Diferimos parcialmente en las propuestas. Abogo como bien sabes por elecciones separadas del legislativo (unicameral, sistema mayoritario con circunscripciones uninominales) y del ejecutivo (sistema presidencialista, coronado o no), que introduciría por primera vez la libertad política en España, permitiendo voto ideológico, control de poderes,sacar a los partidos del Estado, expresión de la diversidad en la representación parlamentaria y unidad nacional en la goberanción.
Si no es posible asumir la revolución democrática por los caletres tan kelsenianos y por la acendrada costumbre latina del estado corporativo, me quedo con tu propuesta de reforma electoral. Matizando la solución bicameral. Federalicemos lo que ha sido ahistoricamente federalizante y tengamos un senado con 55 escaños (3 por comunidad autónoma, 2 Ceuta y 2 Melilla), y ya puestos pensemos alguna fórmula para que los municipios tengan representación...
Un fuerte abrazo,
Pablo T F.H.
Querido Pablo: no sabes la alegría de leerte. Tu análisis lo conozco y sé por dónde viene. Es atractivo. Discrepamos en algunos términos. Pero como tu sabes, si seguimos como hasta ahora vamos a una restauración bis. Pensábamos que los días del Conde de Romanones habían pasado. Pues no. La historia se repite y esta vez como farsa.

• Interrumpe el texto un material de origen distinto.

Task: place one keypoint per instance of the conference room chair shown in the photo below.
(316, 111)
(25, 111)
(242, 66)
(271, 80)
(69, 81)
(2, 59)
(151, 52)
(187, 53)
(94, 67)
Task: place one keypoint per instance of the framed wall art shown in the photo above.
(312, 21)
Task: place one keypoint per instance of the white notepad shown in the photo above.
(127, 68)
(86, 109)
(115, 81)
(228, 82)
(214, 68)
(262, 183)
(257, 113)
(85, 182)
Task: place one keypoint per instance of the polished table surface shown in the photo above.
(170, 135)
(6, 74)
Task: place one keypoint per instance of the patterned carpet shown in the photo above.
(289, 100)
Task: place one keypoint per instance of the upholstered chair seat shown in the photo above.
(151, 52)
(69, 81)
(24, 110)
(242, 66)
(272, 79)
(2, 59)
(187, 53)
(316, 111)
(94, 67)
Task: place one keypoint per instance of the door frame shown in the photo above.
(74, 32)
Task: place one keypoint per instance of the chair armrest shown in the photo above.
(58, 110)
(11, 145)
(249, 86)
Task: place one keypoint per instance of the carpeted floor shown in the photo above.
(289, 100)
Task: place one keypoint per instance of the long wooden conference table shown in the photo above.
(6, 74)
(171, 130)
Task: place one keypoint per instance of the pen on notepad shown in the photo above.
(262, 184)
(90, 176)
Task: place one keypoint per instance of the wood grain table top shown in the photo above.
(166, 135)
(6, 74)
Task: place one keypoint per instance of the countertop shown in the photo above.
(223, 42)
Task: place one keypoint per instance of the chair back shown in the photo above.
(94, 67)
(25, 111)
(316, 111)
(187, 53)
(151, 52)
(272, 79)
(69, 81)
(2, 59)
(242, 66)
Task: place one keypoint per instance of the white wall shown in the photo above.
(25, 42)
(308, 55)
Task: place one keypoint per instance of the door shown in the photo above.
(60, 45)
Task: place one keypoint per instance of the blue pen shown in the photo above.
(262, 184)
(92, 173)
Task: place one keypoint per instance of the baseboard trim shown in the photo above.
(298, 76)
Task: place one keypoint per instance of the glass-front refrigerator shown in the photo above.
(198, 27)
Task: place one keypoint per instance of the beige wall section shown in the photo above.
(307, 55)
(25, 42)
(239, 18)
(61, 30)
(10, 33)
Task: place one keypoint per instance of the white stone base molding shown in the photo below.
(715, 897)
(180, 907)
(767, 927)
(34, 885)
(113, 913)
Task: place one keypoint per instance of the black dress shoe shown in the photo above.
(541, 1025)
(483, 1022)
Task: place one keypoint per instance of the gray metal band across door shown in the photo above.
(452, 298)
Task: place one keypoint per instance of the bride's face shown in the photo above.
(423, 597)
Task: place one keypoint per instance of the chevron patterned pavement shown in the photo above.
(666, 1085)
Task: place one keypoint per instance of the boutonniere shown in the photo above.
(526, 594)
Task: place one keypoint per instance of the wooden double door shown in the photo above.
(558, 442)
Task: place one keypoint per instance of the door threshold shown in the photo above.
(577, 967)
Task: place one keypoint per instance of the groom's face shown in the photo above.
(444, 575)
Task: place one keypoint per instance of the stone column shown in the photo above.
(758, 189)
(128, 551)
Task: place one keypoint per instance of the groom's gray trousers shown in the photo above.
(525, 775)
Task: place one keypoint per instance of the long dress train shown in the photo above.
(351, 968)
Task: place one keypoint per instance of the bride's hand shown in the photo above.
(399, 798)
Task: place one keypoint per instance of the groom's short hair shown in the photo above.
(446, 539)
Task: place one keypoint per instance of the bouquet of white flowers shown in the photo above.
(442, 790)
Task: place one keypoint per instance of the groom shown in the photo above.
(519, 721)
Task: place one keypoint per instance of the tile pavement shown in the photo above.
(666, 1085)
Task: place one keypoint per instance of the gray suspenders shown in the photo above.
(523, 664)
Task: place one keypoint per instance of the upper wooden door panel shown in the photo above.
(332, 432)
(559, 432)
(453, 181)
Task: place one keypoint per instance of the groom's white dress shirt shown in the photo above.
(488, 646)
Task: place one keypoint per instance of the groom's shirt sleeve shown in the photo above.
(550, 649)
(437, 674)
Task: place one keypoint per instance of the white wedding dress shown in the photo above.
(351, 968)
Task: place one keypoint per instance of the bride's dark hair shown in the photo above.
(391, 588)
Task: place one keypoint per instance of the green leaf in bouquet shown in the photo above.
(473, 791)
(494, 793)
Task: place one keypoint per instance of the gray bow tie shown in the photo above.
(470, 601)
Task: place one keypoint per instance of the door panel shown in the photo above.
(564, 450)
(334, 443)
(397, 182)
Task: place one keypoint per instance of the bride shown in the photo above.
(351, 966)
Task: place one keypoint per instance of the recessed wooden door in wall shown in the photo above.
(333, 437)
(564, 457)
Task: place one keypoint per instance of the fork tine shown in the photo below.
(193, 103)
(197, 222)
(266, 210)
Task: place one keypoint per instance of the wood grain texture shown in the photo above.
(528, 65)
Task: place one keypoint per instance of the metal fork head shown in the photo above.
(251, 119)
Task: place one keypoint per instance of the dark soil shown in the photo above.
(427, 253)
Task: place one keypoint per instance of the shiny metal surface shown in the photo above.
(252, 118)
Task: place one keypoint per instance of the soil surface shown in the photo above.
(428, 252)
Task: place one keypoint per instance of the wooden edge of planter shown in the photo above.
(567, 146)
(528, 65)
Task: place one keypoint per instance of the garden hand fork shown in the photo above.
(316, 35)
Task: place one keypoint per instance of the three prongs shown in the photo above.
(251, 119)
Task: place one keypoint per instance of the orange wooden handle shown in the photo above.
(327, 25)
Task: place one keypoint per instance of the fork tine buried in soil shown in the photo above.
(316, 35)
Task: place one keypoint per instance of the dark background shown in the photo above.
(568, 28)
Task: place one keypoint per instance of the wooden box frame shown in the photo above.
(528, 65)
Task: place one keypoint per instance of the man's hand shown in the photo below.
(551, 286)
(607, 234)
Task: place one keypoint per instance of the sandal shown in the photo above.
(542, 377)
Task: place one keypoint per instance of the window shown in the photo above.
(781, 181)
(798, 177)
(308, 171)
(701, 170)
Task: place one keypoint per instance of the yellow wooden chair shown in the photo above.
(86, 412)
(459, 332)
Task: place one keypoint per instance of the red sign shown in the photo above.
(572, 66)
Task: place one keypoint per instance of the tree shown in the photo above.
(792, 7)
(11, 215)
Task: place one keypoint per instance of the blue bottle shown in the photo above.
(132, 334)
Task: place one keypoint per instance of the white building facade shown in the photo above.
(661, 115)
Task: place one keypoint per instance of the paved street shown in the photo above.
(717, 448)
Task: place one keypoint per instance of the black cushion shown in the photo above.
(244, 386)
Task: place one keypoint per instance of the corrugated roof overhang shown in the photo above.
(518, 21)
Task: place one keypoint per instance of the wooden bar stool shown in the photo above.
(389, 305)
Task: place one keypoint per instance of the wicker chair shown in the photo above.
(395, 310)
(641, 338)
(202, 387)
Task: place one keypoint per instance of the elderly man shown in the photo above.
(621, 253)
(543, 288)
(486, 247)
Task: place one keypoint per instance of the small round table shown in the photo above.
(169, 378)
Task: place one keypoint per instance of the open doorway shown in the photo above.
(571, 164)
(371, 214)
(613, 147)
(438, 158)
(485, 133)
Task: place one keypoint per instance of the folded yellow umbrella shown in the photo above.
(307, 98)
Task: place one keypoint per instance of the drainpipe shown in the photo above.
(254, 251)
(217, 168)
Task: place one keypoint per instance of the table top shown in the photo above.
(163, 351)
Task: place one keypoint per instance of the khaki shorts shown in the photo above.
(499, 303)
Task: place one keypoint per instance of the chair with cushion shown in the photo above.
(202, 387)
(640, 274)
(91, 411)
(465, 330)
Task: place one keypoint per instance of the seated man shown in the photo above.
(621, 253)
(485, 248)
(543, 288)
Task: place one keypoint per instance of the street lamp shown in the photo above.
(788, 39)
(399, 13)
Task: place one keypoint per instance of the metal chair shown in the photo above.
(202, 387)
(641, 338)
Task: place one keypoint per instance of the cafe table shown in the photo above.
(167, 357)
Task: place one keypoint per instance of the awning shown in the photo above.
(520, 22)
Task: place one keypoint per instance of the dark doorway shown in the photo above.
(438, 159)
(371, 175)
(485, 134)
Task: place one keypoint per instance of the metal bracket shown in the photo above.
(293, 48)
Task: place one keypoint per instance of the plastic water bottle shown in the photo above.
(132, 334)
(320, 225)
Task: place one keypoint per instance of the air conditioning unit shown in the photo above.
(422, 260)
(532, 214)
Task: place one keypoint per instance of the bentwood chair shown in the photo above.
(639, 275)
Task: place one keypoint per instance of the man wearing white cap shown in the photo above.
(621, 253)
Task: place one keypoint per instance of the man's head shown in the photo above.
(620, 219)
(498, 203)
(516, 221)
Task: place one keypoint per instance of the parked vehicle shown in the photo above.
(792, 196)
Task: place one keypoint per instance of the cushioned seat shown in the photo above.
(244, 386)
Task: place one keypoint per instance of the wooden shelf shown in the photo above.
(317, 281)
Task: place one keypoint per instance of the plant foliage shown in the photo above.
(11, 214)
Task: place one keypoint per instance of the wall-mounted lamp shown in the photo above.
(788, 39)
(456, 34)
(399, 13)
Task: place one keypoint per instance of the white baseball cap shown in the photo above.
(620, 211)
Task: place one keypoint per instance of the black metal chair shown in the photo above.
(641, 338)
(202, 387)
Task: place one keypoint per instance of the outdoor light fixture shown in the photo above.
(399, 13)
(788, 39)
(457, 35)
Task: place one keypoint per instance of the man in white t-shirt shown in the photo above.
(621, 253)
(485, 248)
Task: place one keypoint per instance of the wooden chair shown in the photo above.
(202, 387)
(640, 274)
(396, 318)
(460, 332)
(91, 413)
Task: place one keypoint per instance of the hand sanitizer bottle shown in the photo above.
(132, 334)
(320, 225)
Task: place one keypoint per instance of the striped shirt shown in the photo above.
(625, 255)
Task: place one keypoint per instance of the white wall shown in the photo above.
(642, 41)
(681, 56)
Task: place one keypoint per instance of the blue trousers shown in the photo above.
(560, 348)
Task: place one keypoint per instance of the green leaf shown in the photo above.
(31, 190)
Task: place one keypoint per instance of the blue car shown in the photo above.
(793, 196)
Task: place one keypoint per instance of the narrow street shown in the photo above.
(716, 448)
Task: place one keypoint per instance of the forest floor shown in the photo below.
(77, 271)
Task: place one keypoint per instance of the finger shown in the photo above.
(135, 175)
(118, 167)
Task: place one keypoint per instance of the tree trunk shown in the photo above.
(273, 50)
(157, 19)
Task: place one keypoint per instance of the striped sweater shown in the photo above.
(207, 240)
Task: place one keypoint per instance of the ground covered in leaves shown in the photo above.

Un abrazo enorme desde aquí, tierra casi muerta. Ya lo verás si es que no lo sabes ya.
Yo no veo que el problema sea tanto que si federalizaciones o que sin federalizar. Yo creo que lo más infumable de nuestro sistema electoral es el privilegio a los partidos mayoritarios y a los nacionalistas. ¿Que tiene de justo que el PNV o CiU tengan más escaños que IU en el Parlamento español habiendo sacado menos votos? Es un sistema electoral hecho a la medida de la burguesía y en contra del electorado de las clases populares
Querdo Alfombril, como sobradamente se ha dicho no son los partidos nacionalistas los que están sobrerrepresentados, si no los partidos mayoritarios.